How Much Should I Offer? | Buyer
Generally, you will have a good feel for the current Tahoe real estate market, and where home values are at. In addition to your own estimate on the Tahoe home market value, I will help you with the market valuation process for the Tahoe home you want to buy. There are several things to consider as you develop your purchase offer:
- Is the asking price in line with prices of similar homes in the area? I will conduct research, called a “Competitive Market Valuation” or CMV (some refer to this as a Comparative Market Analysis – CMA), on comparable properties, to help you come up with an educated opinion on the worth of the property. If the home is subject to an appraisal we need to make sure your purchase price will appraise.
- Is the home in good condition – or will you have to spend a substantial amount of time and money making it the way you want it?
- How long has the home been on the market? If it’s been for sale for a while, the seller may be more eager to accept a lower offer.
- How much mortgage will be required? Make sure you really can afford an offer that you plan to make.
- How much do you really want the home? The closer you are to the asking price, the more likely your offer will be accepted.
Common points of negotiation
The buyer and seller may negotiate many of the associated costs of the transaction. Some common items are: price, financing, closing costs, repairs that need to be made, appliances and fixtures, landscaping, painting and occupancy time frame.
Offers are occasionally rejected outright, but it is common for a seller to counter an offer with terms acceptable to them. But don’t let this stop you. Now you begin negotiating. I will help you through the entire negotiation process.
There are many options to explore:
- Maybe you offer more money, but ask the seller to cover some or all of your closing costs or to make repairs that wouldn’t normally be expected.
- Offer a longer escrow period so the seller with have more time to move, if you know extra time is what they need.
- Perhaps you shorten the escrow period, and offer a quick close if it’s a second home
- If you’re an all cash offer perhaps your offer isn’t contingent upon appraisal
- Perhaps you take the home fully furnished, so the seller doesn’t have to move the second home contents.
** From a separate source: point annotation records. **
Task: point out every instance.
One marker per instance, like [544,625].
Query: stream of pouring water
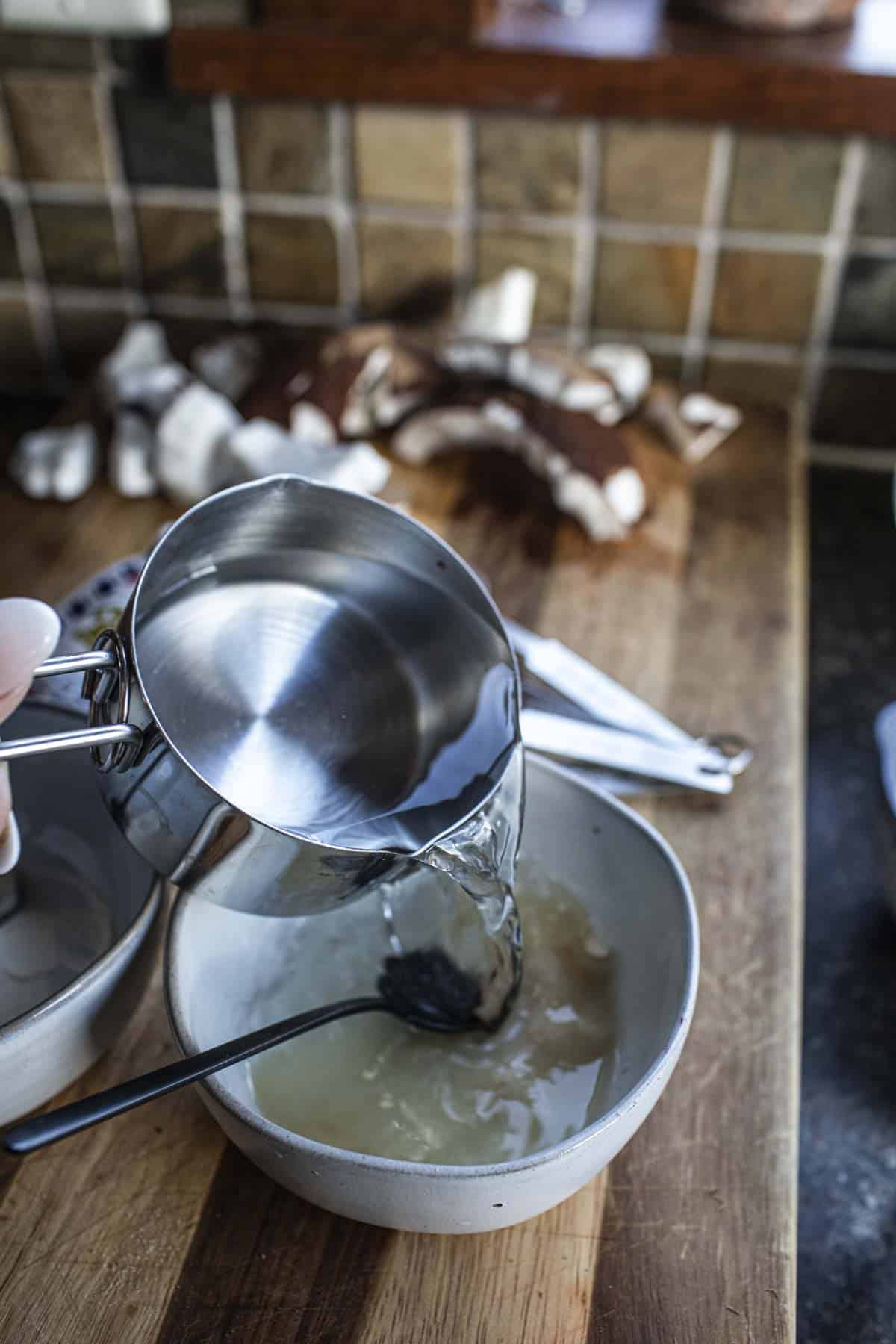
[481,858]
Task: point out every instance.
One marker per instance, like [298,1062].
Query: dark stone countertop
[847,1263]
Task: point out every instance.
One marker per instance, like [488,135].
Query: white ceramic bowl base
[78,949]
[220,980]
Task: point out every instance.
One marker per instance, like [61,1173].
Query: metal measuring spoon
[423,988]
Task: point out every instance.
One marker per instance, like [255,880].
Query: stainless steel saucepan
[305,688]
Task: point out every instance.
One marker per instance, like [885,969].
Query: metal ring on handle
[99,687]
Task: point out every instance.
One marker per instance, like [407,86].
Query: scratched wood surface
[153,1230]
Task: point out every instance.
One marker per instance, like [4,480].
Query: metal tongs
[622,734]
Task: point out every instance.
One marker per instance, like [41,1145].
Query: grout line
[67,193]
[230,208]
[341,208]
[662,343]
[117,193]
[862,458]
[884,248]
[852,171]
[465,225]
[704,281]
[754,352]
[622,230]
[34,285]
[585,255]
[190,305]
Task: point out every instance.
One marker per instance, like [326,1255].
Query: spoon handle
[81,1115]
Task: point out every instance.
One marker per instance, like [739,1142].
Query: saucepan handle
[113,742]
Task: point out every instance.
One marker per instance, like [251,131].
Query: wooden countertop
[621,58]
[153,1230]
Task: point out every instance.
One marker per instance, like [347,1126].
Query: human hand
[28,633]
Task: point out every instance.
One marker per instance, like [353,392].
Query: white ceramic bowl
[220,980]
[80,933]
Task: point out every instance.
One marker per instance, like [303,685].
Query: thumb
[28,632]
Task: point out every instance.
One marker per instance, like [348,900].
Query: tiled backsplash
[758,265]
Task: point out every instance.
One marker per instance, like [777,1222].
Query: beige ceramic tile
[292,260]
[398,260]
[78,245]
[284,146]
[406,156]
[528,164]
[747,383]
[765,296]
[54,122]
[23,50]
[644,287]
[783,183]
[550,255]
[181,250]
[655,172]
[876,214]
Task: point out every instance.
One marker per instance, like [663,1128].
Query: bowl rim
[662,1063]
[132,934]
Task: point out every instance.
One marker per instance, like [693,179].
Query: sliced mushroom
[141,347]
[191,444]
[629,370]
[230,364]
[588,468]
[132,450]
[503,309]
[692,426]
[58,463]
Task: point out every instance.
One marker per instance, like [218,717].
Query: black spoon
[423,988]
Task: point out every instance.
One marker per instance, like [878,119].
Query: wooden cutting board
[153,1230]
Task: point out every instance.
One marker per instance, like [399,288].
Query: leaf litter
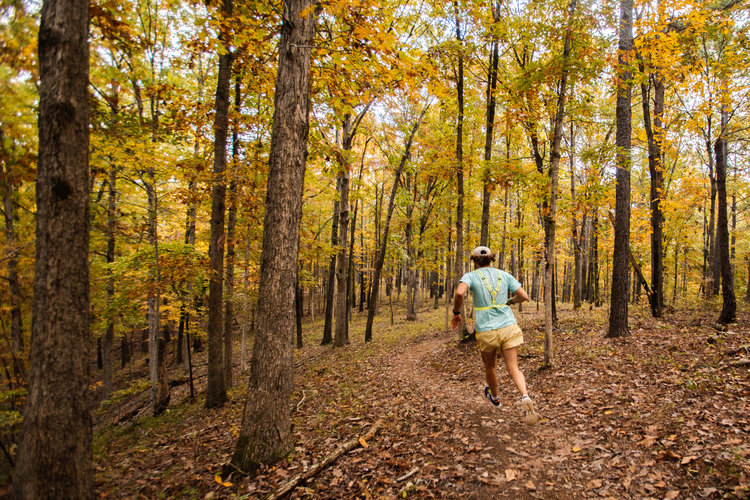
[662,413]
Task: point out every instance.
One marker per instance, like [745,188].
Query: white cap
[481,252]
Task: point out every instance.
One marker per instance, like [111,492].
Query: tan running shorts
[500,339]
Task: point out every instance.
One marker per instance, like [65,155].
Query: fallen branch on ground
[743,348]
[315,469]
[408,475]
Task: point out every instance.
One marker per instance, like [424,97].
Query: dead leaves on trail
[661,414]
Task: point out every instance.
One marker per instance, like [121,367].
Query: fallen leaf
[668,454]
[227,484]
[594,484]
[648,441]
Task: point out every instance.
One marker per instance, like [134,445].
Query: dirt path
[502,457]
[613,416]
[663,414]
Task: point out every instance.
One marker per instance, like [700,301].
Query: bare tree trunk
[411,312]
[550,217]
[54,453]
[578,235]
[216,393]
[246,303]
[108,339]
[375,286]
[713,277]
[265,433]
[654,135]
[159,387]
[489,126]
[458,270]
[328,324]
[16,322]
[729,302]
[341,336]
[618,315]
[231,241]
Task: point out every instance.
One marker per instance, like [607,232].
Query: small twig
[312,471]
[304,397]
[408,475]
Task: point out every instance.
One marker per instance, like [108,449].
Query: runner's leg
[489,370]
[510,356]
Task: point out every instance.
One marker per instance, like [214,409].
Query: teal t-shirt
[495,317]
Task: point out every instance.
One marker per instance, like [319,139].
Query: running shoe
[488,395]
[529,415]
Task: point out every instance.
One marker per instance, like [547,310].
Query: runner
[496,329]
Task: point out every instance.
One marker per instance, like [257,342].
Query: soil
[663,413]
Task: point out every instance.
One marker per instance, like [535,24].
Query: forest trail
[661,414]
[491,448]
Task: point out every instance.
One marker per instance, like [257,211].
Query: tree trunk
[108,339]
[16,322]
[246,302]
[618,314]
[655,137]
[298,311]
[375,286]
[159,386]
[411,312]
[341,336]
[550,216]
[729,302]
[713,276]
[54,453]
[458,270]
[266,422]
[231,240]
[578,235]
[328,324]
[351,281]
[216,393]
[489,127]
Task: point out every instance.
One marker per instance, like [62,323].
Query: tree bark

Yes, orange crushed velvet chairs are not your decorating style, but if it gets you the home, take them.
- Offer to honor previous vacation rental bookings. It’s an inconvenience this year, but next year the home will be all yours
- Offer to pay the HOA transfer fee
- If it’s a term that has been identified for either the seller, or buyer to pay, it’s up for negotiation
- Just remember – don’t get so caught up in negotiations that you lose sight of what you want and what you can afford!
At what point are negotiations binding?
You will have a binding contract if the seller, upon receiving your written offer, signs an acceptance just as it stands, unconditionally. The offer becomes a firm contract as soon as the signed, unchanged offer is delivered to you or me, your agent.
If the seller counters and you can accept the sellers countered terms, and you accept the counter offer just as it stands, unconditionally, then the offer and counter offer become a firm and binding contract as soon as it is signed by you the buyer, and delivered to the seller, or the sellers’ agent.
If the offer is rejected, that’s that and the seller cannot change their mind and hold you to it. The same goes for a counter offer from the seller, if you reject it, that’s that and you cannot change your mind and hold the seller to it.
One common question, what happens if the deadline for response passes? At that point the offer, or counter offer is dead. We often have a response come back after the expiration deadline and at that time, the receiving party can accept it as if it had been received on time, reject it, or counter it. The receiving party is under no obligation to respond, even if it is an acceptance, the decision is with the receiving party as to how to proceed.